- Official release poster
- Directed by: G. S. Viknesh
- Written by: G. S. Viknesh
- Produced by: S. R. Prakash Babu S. R. Prabhu
- Starring: Nayanthara
- Cinematography: Thamizh A Azhagan
- Edited by: Selva R. K.
- Music by: Vishal Chandrasekar
- Production company: Dream Warrior Pictures
- Distributed by: Disney+ Hotstar
- Release date: 17 June 2022;
- Running time: 120 minutes
- Country: India
- Language: Tamil

= O2 (2022 film) =

Indian survival film

O2 (stylized as O_{2} ) is a 2022 Indian Tamil-language survival film written and directed by G. S. Viknesh and produced by Dream Warrior Pictures. It stars Nayanthara and Rithvik. It received mixed reviews upon its release but most commentators praised the actors' performances, in particular Nayanthara's.

== Plot ==
Parvathy is a single mother whose son Veera, has cystic fibrosis. Veera cannot breathe normally and needs an oxygen cylinder to breathe. Parvathy's brother, who works as a surgeon, had planned to perform surgery on Veera the following week in Cochin. The mother and son board a bus from Coimbatore with two oxygen cylinders, one with Veera and another one in a suitcase. Due to heavy traffic, the bus did not stop at any point and only proceeded towards Cochin. 11 passengers are on the bus including the driver and the bus conductor. After some time, a policeman mistakes the private bus for a city bus and argues with the conductor to travel to Palakkad. Still, unfortunately, a landslide occurs and the bus conductor dies after being knocked into the glass window of the bus. They all end up underneath the mud trapped near a mountain, and are all fighting for survival. They try calling on their phones, but the signals don't reach them. They want oxygen and they all start sweating and become nauseated. The policeman incites them to kill Veera and get the oxygen cylinder but Parvathy fights them off. However, Parvathy has nausea and becomes unconscious. Veera opens the oxygen cylinder. A rescue team then rescues eight of them as the MLA, PA and another person were killed by the policeman. Veera is saved by giving shock treatment. After surgery in Cochin, Veera can now breathe like a normal child.

== Music ==
The music is composed by Vishal Chandrasekar, with lyrics written by Rajesh Giriprasad and Mohan Rajan. The first single, "Swasamae", sung by Brindha Sivakumar, was released on 26 May 2022. The second single, "Vaanam Yaavum", sung by Pradeep Kumar, was released on 14 June 2022.
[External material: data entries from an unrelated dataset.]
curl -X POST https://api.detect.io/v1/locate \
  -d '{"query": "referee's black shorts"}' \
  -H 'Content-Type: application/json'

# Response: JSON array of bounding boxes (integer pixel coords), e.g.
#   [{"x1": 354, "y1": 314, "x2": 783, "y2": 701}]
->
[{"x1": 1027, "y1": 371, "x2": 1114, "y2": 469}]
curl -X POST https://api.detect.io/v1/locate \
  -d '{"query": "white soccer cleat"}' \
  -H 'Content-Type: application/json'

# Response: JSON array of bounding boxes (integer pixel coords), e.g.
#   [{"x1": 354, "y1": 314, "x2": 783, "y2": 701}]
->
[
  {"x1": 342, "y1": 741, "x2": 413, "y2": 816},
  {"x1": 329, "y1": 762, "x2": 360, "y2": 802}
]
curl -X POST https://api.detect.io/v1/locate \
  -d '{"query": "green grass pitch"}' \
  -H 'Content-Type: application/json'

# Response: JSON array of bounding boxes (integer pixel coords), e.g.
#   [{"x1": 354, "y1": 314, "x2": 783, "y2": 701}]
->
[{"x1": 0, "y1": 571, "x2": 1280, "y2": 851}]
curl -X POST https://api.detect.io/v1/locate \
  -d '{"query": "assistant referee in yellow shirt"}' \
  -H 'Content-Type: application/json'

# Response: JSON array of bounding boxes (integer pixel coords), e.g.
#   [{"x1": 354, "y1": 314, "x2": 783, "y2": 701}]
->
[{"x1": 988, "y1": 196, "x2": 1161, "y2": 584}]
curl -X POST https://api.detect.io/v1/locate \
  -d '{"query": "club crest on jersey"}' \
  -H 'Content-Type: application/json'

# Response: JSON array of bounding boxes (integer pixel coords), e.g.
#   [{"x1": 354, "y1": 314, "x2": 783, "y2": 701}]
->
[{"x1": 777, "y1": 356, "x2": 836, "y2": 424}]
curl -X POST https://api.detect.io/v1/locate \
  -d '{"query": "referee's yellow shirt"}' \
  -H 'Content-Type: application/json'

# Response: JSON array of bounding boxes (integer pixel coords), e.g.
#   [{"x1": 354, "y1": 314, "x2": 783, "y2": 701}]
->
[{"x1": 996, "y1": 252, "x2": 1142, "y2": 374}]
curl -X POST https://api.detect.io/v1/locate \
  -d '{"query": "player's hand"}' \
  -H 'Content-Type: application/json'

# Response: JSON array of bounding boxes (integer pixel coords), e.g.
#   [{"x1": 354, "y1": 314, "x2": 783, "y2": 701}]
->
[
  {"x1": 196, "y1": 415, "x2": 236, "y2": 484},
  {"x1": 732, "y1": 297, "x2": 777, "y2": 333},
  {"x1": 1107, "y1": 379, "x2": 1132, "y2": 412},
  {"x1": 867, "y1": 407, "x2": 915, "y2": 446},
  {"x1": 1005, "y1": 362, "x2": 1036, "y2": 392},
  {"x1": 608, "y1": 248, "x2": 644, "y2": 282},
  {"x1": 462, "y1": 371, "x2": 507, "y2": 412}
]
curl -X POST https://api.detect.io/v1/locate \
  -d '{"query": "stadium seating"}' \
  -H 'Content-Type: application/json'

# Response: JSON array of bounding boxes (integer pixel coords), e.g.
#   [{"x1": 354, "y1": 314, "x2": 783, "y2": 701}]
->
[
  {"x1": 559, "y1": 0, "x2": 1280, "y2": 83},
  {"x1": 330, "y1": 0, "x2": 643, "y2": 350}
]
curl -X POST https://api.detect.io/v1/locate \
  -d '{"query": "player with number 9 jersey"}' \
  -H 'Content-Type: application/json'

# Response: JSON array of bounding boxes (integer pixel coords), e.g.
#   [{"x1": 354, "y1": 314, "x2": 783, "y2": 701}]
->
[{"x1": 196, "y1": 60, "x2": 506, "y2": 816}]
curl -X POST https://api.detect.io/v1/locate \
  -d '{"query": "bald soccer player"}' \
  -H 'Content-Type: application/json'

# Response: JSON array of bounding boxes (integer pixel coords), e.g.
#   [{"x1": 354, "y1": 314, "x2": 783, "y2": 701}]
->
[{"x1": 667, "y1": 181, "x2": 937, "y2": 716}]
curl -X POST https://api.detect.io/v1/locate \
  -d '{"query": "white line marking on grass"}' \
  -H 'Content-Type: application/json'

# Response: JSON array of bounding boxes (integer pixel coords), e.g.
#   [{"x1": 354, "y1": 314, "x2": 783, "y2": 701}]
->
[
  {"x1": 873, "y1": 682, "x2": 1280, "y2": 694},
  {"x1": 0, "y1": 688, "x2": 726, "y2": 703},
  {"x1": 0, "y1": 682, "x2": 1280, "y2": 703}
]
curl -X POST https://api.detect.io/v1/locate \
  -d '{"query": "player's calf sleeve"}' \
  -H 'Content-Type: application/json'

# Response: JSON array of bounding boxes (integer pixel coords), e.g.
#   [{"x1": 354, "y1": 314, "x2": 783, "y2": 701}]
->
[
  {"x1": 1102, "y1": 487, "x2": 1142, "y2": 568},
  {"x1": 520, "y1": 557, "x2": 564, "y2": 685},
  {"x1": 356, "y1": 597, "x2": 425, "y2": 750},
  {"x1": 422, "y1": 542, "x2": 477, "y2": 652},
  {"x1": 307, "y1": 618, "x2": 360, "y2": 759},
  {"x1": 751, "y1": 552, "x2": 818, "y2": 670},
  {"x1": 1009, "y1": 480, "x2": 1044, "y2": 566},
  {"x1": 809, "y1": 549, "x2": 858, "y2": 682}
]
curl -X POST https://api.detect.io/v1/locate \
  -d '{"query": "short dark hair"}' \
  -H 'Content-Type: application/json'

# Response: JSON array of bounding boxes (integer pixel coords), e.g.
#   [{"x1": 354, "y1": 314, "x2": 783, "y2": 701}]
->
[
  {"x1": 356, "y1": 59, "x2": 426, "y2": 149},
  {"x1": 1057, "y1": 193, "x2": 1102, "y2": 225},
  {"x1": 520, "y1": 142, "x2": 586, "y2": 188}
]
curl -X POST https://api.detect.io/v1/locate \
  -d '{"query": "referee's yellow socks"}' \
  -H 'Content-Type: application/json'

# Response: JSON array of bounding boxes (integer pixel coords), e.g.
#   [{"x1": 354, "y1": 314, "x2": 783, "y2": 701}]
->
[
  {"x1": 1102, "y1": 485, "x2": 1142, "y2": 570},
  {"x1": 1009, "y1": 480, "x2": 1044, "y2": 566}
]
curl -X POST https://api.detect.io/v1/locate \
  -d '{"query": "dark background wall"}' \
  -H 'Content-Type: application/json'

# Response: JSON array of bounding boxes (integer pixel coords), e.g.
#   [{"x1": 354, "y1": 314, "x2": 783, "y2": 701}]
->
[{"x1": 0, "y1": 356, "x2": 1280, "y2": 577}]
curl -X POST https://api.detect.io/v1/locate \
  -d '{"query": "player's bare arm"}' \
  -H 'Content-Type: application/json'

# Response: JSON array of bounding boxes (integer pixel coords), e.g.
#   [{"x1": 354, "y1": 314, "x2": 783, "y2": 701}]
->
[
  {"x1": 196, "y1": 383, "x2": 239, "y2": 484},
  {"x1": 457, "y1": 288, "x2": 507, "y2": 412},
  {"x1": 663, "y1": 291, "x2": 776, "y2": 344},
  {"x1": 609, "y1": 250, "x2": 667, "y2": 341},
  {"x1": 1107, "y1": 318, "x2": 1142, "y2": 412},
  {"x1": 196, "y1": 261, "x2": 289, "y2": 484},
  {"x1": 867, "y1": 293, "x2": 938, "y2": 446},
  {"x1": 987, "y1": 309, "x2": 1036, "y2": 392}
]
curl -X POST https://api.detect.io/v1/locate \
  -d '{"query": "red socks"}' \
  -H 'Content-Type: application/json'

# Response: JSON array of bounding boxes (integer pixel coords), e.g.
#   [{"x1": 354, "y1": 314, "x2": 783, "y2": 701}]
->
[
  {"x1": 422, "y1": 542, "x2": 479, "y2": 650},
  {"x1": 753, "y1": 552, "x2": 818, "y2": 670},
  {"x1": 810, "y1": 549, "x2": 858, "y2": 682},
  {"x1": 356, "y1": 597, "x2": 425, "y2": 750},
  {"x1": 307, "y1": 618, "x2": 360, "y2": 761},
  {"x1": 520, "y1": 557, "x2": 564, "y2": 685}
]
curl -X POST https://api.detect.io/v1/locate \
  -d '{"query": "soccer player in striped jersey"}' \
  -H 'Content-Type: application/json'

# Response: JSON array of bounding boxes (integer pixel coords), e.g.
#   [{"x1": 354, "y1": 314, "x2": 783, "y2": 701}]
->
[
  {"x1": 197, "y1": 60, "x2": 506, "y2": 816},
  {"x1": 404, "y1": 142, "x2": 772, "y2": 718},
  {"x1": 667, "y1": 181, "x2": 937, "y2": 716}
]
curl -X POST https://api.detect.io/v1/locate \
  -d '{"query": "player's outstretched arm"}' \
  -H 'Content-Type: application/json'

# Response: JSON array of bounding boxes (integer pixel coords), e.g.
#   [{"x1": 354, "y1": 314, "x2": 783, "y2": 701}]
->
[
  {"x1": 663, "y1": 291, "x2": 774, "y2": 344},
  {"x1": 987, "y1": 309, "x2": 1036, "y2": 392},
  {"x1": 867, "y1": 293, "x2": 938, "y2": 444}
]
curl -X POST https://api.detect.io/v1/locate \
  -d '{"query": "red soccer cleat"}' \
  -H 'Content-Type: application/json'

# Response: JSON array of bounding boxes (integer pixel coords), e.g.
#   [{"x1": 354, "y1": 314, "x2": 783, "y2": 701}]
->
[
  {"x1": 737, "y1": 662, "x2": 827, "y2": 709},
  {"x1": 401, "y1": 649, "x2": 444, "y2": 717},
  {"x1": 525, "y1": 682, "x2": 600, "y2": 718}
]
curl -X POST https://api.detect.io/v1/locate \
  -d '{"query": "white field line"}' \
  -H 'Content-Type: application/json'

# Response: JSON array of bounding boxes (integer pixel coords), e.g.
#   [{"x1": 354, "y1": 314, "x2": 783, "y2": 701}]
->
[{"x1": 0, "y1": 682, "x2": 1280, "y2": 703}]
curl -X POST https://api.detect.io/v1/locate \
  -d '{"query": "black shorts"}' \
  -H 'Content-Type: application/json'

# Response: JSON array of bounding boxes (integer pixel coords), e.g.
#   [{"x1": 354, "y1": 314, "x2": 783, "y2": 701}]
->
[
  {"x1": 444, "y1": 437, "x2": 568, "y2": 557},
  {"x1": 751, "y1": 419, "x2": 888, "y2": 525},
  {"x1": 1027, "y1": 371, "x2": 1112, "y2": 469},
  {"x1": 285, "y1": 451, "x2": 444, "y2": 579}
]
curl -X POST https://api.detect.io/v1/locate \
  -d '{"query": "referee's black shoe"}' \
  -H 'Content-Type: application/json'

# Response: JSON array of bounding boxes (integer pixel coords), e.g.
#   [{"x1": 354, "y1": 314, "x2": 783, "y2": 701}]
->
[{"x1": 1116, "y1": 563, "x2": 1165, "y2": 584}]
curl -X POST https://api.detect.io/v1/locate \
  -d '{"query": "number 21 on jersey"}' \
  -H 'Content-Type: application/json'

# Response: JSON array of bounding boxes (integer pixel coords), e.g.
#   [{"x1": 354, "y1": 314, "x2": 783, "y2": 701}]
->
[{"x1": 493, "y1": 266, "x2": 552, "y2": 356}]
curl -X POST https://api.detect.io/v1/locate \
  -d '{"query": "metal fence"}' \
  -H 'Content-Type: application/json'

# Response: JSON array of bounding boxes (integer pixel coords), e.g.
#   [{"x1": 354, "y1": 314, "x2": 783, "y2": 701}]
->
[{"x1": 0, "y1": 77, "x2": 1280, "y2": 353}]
| No. | Title | Singer(s) | Length |
|---|---|---|---|
| 1. | "Swasamae" | Brindha Sivakumar | 3:01 |
| 2. | "Vaanam Yaavum" | Pradeep Kumar | 4:13 |
| Total length: |  |  | 7:14 |

== Release ==
The film was digitally released on 17 June 2022 through Disney+ Hotstar.

== Reception ==
Most critics praised the actors' performances, with one reviewer describing O2 as an "engaging survival drama". Manoj Kumar of The Indian Express gave the movie 3 out of 5 stars, commending Nayanthara's performance. The News Minute's Priyanka Thirumurthy, rating the movie 3.5 out of 5, wrote that Nayanthara's character is "unapologetically selfish, self-serving and downright violent". Logesh Balachandran of The Times of India rated the film 3 out of 5, doubting Viknesh's work, but praised that it could keep viewers "hooked" with "distinct characters". Haricharan Pudipeddi from Hindustan Times praised the chemistry between Nayanthra and Rithvik. Latha Srinivasan from Moneycontrol praised the film's concept and performances of Nayanthara and Rithvik but criticisied its execution. Ashameera Aiyappan of Firstpost rated the film 2 out of 5 stars and found that O2 "[fell] flat" other than the performances.

The story was met with a negative response. While some found the story "improper" and "a joke", Sibby Jayya of India Herald stated that the survival genre is not "well-established". The Quint gave a rating of 2.5 out of 5. Gautaman Bhaskaran of News 18 gave 1.5 stars out of 5.